Поэты в Нью Йорке. О городе, языке, диаспоре - Яков Клоц 46 стр.


Интересно. Я никогда не связывала эту строчку с Алисой. У меня есть Алиса в другом стихотворении, где нет Нью-Йорка… Но оба эти стихотворения, кстати, в одной и той же книге.

Бродский говорил, что о Нью-Йорке невозможно писать стихи, потому что этот город не подвластен поэтическому ритму. Что ты об этом думаешь?

Я хочу напомнить тебе другую мысль Бродского: "Я мономужчина". Всем известна его великая любовь, но, мне кажется, он просто стеснялся признаться, что этой любовью была не М. Б., а Петербург.

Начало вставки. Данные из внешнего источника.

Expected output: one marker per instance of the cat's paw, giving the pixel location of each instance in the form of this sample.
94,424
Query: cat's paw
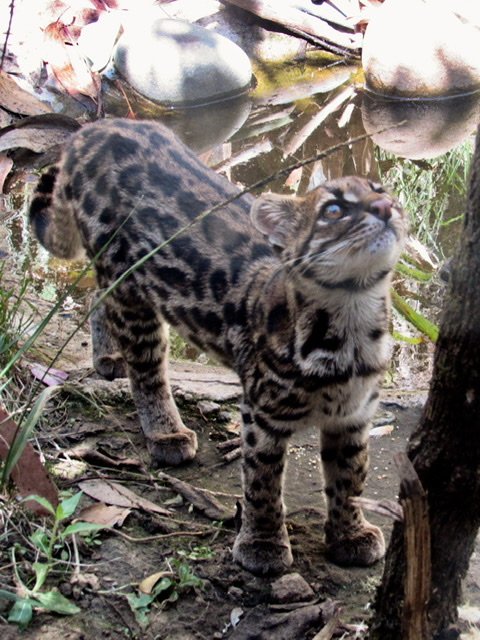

Я уверена, что на самом деле Бродский писал о Нью-Йорке, только не напрямую. То есть он мог писать о чем угодно, но Нью-Йорк там тоже присутствует. Потому что о Нью-Йорке невозможно не писать. Я не знаю, каким нужно быть мертвецом, чтобы этого не делать. Бродский жил в Вест-Виллидже, на Мортон-стрит, у Гудзона. Это место как бы зеркальное отражение того района, где живу я. Та же ось. Он постоянно говорил, что обожает свой Вест-Виллидж, где выходишь из дома и впереди река. Когда я говорю про свою реку, то забываю все цитаты, все идеи, все языки. Я считаю, что если человек счастлив в том или ином месте, то он не может не признаваться этому месту в любви. Что Бродский и делал, только он как бы смещал эти свои признания. Кажется, Тынянов писал, что в прозе очень важно научиться лгать. Если ты, будучи ребенком, стоишь на остановке, ждешь троллейбус и видишь, что рядом какой-то мужчина упал и забился в припадке, то, когда через 20 лет ты решаешь об этом написать, это должен быть не мужчина, а женщина. Ты меняешь плюс на минус, черное на белое, нанизываешь что-то еще, в чем тоже что-то меняешь… Надо бы написать что-то прозаическое.

Как уживаются в твоем сознании Петербург и Нью-Йорк? И почему, на твой взгляд, в стихах о Нью-Йорке на русском языке в качестве двойной экспозиции чаще Москвы проступает Петербург, причем не только у петербуржцев (например, у Ивана Елагина)?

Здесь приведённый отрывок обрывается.